'Rio Tinto' and Using Keywords in Predictive Coding
One of the more hotly disputed issues regarding the use of predictive coding is whether parties may use keyword searches to remove nonresponsive documents from a collection of potentially relevant information.
August 13, 2015 at 12:50 PM
6 minute read
One of the more hotly disputed issues regarding the use of predictive coding is whether parties may use keyword searches to remove nonresponsive documents from a collection of potentially relevant information. Courts have so far provided mixed guidance on this issue, leaving litigants guessing whether their choice of combining keyword and predictive coding search methodologies—if challenged by an adversary—would receive judicial approval. Nevertheless, a new ruling from the Rio Tinto v. Vale (S.D.N.Y. 2015) litigation confirms that parties may blend these search methods to achieve reasonable and proportional productions of highly relevant information.
Mixed Signals on the Use of Keywords with Predictive Coding
By way of background, the courts until recently had sent litigants mixed signals on the use of keywords in connection with predictive coding. On the one hand, multiple courts—most notably the court in In re Biomet (N.D. Ind. 2013)—have approved this holistic approach toward document productions, finding that it satisfied a party's discovery obligations under the Federal Rules of Civil Procedure.
In Biomet, the plaintiffs argued that the defendant's production of documents was incomplete given that the defendant identified responsive information with search terms and predictive coding. The company first applied keyword searches and deduplication methods to reduce the universe of potentially responsive information from 19.5 million to 2.5 million documents. It then searched the remaining subset using a predictive coding process. Relying on scholarly research and statistical reports, the plaintiffs challenged the ability of keywords to return an acceptable recall of responsive information. Because the recall of keyword searches was arguably too low and could leave out too much responsive data, the plaintiffs urged the company to redo its production by running the predictive coding process against the original universe of 19.5 million documents.

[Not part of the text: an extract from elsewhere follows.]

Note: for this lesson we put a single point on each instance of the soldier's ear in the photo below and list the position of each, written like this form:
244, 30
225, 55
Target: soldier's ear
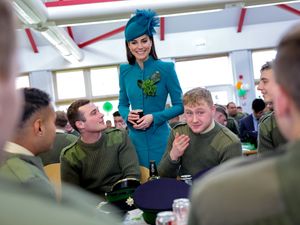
79, 124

The court nevertheless declined to order a redo, holding instead that the company's production of documents satisfied its discovery obligations under Rule 26(b) and Rule 34(b)(2). Nothing in the rules, observed the court, required the company to forego keyword searches. Moreover, even if some marginally relevant information had been bypassed in connection with the keyword searches, redoing the production at the anticipated seven-figure cost estimate would violate proportionality standards set forth in Rule 26(b)(2)(C).